Doesn't it make sense to export BlueFS stats (total/avail)
separately
which
(along with existing "internal_metadata" and "omap_allocated"
fields)
allows
to build a perfect and consistent view of DB space usage if needed?
I think this is the key. The problem is that the db space is
'available'
space, but only for omap (or metadata). I think the way to
complete the
picture may be to start with (1), but then also expose separate
data_available and omap_available values?
Hence if going with (1) we get something like that one day (given
that DB
uses 1GB):
GLOBAL:
SIZE AVAIL DATA_AVAIL USED RAW USED
%RAW USED
33 GiB 29 GiB 27 GIB 2.9 GiB 5.9
GiB 18.01
Not very transparent IMO.
I'd prefer to split data and metadata usage and have something like
the
following:
DATA:
SIZE AVAIL USED RAW USED %RAW USED
30 GiB 27 GiB 1.9 MiB 3.0 GiB 10.01
META:
SIZE AVAIL USED OMAP_USED %USED
6 GiB 5 GiB 1 GiB 256MIB ZZZ
That would be fantastic! I'm all for it.
I don't think it makes sense to separate it out completely like that.
The main part of the device can be consumed by either omap or data,
so you
would end up including it in both the SIZE for data and meta.
I think it would be simpler (and more accurate) to show something
like:
SIZE DATA_USED DATA_AVAIL OMAP_USED OMAP_AVAIL RAW USED
%RAW USED
33 GiB 1 GiB 27 GiB 6 GiB 2.9 GiB 8.1
GiB 38.01
or similar?
sage
On reflection the first questions I often get asked are "What's the
difference between the DB and the WAL?" and "How big should the DB and
WAL Partitions be?" Usually when people hear that the WAL is
relatively small they lose interest in it, but a semi-common followup
question is "How do I tell how full the DB partition is?" I'm not
sure how many of our users really understand or care about
OMAP/onodes/blobs/extents/etc.

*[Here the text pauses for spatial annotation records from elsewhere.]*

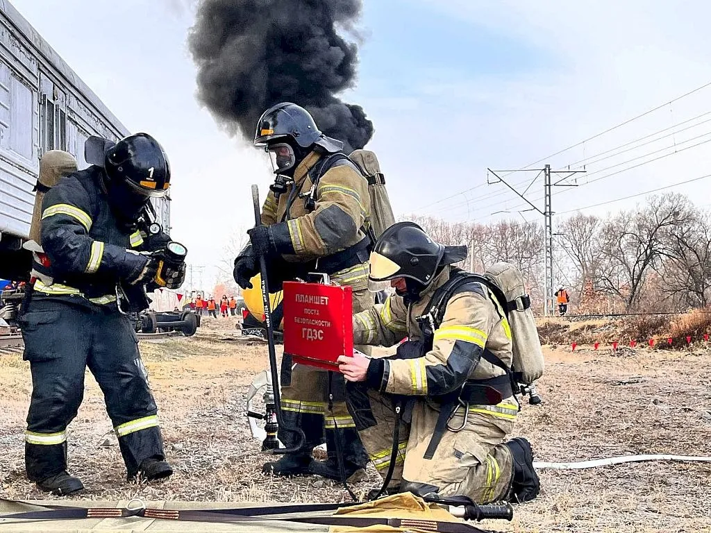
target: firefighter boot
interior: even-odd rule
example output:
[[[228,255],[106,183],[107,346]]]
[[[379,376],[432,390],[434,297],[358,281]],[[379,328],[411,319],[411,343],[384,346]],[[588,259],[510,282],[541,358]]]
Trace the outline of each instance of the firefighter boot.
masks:
[[[279,461],[265,463],[262,472],[274,475],[301,475],[309,473],[309,465],[313,461],[311,453],[307,451],[287,453]]]
[[[155,481],[169,478],[173,474],[173,468],[167,461],[149,457],[141,462],[139,474],[147,481]]]
[[[533,452],[525,438],[512,438],[505,446],[513,459],[513,475],[507,500],[512,503],[523,503],[533,500],[540,491],[538,475],[533,469]]]
[[[349,480],[356,473],[365,477],[365,469],[370,458],[363,447],[356,428],[338,428],[326,430],[326,446],[328,458],[314,461],[309,467],[309,473],[322,478],[341,480],[338,456],[343,458],[343,477]],[[353,480],[355,481],[356,480]]]
[[[56,475],[38,481],[37,488],[45,492],[51,492],[55,496],[66,496],[68,494],[83,490],[84,485],[78,478],[71,476],[66,470],[63,470]]]

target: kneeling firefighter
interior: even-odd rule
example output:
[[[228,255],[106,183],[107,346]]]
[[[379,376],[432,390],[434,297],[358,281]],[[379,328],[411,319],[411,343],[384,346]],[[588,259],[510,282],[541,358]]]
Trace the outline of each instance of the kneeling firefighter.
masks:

I think it's more about trying to
verify that they've provision a reasonable amount of flash storage per
node and they want us to give them some metric by which to define
"reasonable". Right now that metric seems to be "DB fits entirely on
flash".
Yeah, and this makes me dream of 'df' output which shows whether "DB
fits entirely on flash"
Mark